Each year, tens of thousands of babies are born in the US alone as the result of IVF (in-vitro fertilization) – where several eggs are fertilized outside the mother’s body and then an embryo is selected for transfer into her womb.
The first successful cases of preimplantation genetic diagnosis (PGD) in humans were performed in 1988. This is a technique used to identify genetic defects in embryos created through in vitro fertilization (IVF) before pregnancy. It has been used when one or both genetic parents has a known genetic abnormality and testing is performed on an embryo to determine if it also carries a genetic abnormality.
However, the development and acceptance of PGD since then has been slow, mainly due to the time necessary to develop and learn single-cell diagnostic techniques and to the costs involved.
For a number of years now, it has been possible for prospective parents to screen their embryos for rare genetic defects such as cystic fibrosis or Tay-Sachs disease, which is always fatal in infants.

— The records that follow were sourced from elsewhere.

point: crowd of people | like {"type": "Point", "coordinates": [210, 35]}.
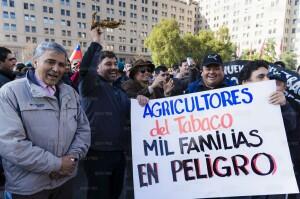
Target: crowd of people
{"type": "Point", "coordinates": [55, 117]}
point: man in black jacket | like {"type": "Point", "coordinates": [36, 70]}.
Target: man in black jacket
{"type": "Point", "coordinates": [7, 64]}
{"type": "Point", "coordinates": [107, 108]}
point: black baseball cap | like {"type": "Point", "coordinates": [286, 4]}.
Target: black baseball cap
{"type": "Point", "coordinates": [212, 59]}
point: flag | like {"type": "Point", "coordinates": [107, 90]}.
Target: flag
{"type": "Point", "coordinates": [238, 51]}
{"type": "Point", "coordinates": [76, 54]}
{"type": "Point", "coordinates": [262, 48]}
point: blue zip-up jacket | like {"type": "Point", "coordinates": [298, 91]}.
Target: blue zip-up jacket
{"type": "Point", "coordinates": [198, 85]}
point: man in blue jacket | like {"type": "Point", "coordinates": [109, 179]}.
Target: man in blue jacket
{"type": "Point", "coordinates": [43, 129]}
{"type": "Point", "coordinates": [212, 76]}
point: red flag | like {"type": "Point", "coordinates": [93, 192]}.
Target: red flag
{"type": "Point", "coordinates": [262, 48]}
{"type": "Point", "coordinates": [76, 54]}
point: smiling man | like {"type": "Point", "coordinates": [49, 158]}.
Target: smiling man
{"type": "Point", "coordinates": [43, 129]}
{"type": "Point", "coordinates": [212, 75]}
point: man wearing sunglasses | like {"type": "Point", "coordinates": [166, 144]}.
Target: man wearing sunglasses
{"type": "Point", "coordinates": [141, 81]}
{"type": "Point", "coordinates": [7, 64]}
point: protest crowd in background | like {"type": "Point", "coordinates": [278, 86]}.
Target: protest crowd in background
{"type": "Point", "coordinates": [85, 102]}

But new technical advances now make it possible for parents to have their embryos screened for genetic risk factors for diseases such as cancers, diabetes, heart disease, or psychiatric disorders such as schizophrenia.

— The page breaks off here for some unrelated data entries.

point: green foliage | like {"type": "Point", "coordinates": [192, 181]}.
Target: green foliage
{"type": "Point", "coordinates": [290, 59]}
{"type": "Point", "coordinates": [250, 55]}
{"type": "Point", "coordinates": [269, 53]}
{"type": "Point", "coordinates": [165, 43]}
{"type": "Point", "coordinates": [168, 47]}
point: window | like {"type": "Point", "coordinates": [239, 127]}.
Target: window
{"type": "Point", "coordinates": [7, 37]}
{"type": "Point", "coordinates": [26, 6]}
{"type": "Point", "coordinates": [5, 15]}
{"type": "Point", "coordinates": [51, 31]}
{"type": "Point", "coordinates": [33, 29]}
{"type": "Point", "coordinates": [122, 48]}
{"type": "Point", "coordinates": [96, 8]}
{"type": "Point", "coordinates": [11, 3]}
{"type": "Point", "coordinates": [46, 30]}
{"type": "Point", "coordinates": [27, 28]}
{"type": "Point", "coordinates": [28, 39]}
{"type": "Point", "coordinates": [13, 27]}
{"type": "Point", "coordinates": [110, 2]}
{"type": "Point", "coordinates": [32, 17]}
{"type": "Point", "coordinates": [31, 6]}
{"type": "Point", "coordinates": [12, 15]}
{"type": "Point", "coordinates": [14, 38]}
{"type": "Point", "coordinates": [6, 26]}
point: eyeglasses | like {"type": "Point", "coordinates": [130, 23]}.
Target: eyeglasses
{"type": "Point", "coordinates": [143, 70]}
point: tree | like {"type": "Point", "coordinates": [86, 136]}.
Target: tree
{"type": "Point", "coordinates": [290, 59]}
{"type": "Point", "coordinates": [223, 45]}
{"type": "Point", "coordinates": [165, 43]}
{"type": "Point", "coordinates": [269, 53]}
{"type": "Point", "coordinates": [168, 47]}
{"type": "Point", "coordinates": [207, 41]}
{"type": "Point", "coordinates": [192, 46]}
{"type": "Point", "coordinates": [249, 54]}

Polygenic risk scores (PRSs) have been offered since 2019 to screen in vitro fertilization embryos for genetic liability to adult diseases, despite a lack of comprehensive modeling of expected outcomes. In such cases, only a single mutation on a specific gene is responsible for the disease, and consequently, these diseases are known as monogenic. However, most adult diseases are polygenic – affected by a large number, sometimes thousands, of different genes and variants, each having a small effect on the risk of developing a particular disease. Polygenic risk scores combine genetic variants in these numerous genes to estimate the risk of an individual.
This has major ethical implications. It has not been clear if screening actually reduce the probability that an embryo will develop one of these diseases. Hebrew University of Jerusalem (HUJI) and New York researchers looked into this.
Prof. Shai Carmi and Prof. Or Zuk at the Hebrew University of Jerusalem (HUJI) and Prof. Todd Lencz at the Feinstein Institutes for Medical Research in New York published a statistical-analysis study on this in eLife under the title “Utility of polygenic embryo screening for disease depends on the selection strategy.” In their new study, there was one key question that needed addressing: Can screening actually reduce the probability that an embryo will develop one of these diseases?
They analyzed scenarios where parents are provided with the risk scores of their embryos for one given disease. These parents would then be faced with two selection strategies – to eliminate embryos with a particularly high score for an undesirable disease and then randomly choose one of the remaining embryos for implantation or to select the embryo with the lowest predicted risk score.
With this new method, genetic testing provides each embryo with a risk score – an estimate of the chances of the given embryo to develop a particular disease. After studying the scores, parents can then select the embryo they want implanted.
The first strategy has the advantage of eliminating some ethical issues, because no single embryo is selected as the “best” of the group, but the researchers showed this choice did not substantially reduce the risk of developing a disease.
In fact, it was much better to select the embryo with the lowest risk score. The team’s analysis was confirmed when they ran simulations for “virtual parents” based on real genomes from studies of the gastroenterological disorder Crohn’s disease and schizophrenia. The researchers emphasized that screening embryos based on polygenic scores does not offer any guarantees about the health of the baby; it only reduces the risk. In addition, they found that the achieved risk reduction may be smaller than expected; it depends on several factors such as the specific disease screened, the ancestry of the parents and their age.
Given the complexities, the team urged all those involved – doctors, IVF patients, prospective parents, professional societies and lawmakers – to “keep our study results in mind and carefully consider the limitations of polygenic embryo screening, along with its ethical, legal, and social implications,” Carmi suggested. “Overall, it’s imperative that the debate on polygenic embryo screening be a well-informed one.”
The scientists hope to go forward with their research in two major directions. “The first will involve interviews with parents and clinicians to better understand their views on the use of risk scores when selecting embryos. The second is to consider the possibilities and outcomes when parents screen their embryos for more than one disease,” Carmi concluded.